One scientist named as a peer-reviewer for the project, Simon Cousens, professor of epidemiology and statistics at London School of Hygiene and Tropical Medicine (LSHTM), told The Lancet that he “attended a relatively brief meeting of around one and a half hours, so just gave some comments on an early presentation of the results. I wouldn’t classify that as thorough peer review.”
Just how distant the new WHO-sponsored study is from the last decade’s scientific literature is clear from a new report released earlier this year by a Tokyo-based NGO, Human Rights Now (HRN), which conducted a review of the existing literature as well as a fact-finding mission to Fallujah.
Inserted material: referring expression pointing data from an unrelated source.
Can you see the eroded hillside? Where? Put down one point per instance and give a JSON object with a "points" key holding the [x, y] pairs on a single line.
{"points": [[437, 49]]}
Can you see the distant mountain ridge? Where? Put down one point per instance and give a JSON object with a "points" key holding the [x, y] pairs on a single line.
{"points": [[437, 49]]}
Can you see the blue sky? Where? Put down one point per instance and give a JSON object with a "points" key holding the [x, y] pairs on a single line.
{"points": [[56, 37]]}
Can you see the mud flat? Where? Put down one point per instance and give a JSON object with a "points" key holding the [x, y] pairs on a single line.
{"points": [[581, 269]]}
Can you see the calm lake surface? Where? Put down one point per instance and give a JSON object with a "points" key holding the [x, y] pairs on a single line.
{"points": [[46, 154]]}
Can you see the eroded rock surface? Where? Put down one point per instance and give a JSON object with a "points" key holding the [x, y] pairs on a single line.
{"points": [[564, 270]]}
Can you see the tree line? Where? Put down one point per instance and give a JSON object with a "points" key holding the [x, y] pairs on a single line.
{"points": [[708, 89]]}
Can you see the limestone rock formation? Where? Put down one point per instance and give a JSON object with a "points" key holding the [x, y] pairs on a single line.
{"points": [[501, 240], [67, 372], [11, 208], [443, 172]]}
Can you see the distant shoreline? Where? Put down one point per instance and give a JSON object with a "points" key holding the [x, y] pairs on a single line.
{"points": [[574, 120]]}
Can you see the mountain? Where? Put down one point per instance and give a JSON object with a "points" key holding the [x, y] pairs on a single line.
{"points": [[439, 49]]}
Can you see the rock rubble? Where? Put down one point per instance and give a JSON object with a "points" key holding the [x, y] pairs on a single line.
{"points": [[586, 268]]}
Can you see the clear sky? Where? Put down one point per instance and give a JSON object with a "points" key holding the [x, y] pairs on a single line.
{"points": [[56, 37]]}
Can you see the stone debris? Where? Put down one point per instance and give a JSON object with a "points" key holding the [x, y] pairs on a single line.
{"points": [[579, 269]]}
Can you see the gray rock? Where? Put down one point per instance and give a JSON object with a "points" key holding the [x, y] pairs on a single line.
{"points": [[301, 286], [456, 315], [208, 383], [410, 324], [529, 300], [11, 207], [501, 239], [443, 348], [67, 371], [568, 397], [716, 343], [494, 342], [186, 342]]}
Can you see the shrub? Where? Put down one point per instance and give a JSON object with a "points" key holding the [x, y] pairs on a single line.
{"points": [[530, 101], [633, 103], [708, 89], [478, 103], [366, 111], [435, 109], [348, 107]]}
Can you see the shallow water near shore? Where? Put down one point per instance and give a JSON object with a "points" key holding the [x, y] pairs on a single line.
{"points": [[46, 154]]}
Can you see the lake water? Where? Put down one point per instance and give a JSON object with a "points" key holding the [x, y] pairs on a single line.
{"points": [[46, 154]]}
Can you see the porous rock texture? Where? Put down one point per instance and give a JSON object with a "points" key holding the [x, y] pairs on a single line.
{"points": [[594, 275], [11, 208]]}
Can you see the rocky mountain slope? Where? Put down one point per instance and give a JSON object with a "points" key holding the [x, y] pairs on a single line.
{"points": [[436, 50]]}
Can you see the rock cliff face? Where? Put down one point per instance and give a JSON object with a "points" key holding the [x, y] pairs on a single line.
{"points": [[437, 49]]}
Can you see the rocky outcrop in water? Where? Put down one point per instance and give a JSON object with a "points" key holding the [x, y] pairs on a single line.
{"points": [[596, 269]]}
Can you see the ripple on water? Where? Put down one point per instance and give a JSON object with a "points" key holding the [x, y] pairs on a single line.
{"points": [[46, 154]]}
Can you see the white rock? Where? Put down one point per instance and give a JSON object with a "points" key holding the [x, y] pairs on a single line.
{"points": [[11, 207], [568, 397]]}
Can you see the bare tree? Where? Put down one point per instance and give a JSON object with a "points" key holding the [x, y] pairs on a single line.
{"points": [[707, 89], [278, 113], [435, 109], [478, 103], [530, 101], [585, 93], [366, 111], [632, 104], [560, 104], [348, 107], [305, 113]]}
The HRN report investigated recorded birth defects at a major hospital in Fallujah for the year 2012, confirmed first hand birth defect incidences over a one-month period in 2013, and interviewed doctors and parents of children born with birth defects. The report concluded there was:
“… an extraordinary situation of congenital birth defects in both nature and quantity. The investigation demonstrated a significant rise of these health consequences in the period following the war… An overview of scientific literature relating to the effects of uranium and heavy metals associated with munitions used in the 2003 Iraq War and occupation, together with potential exposure pathways, strongly suggest that environmental contamination resulting from combat during the Iraq War may be playing a significant role in the observed rate of birth defects.”
The report criticised both the UN and the WHO for approaches that are “insufficient to meet the needs of the issues within their mandate.”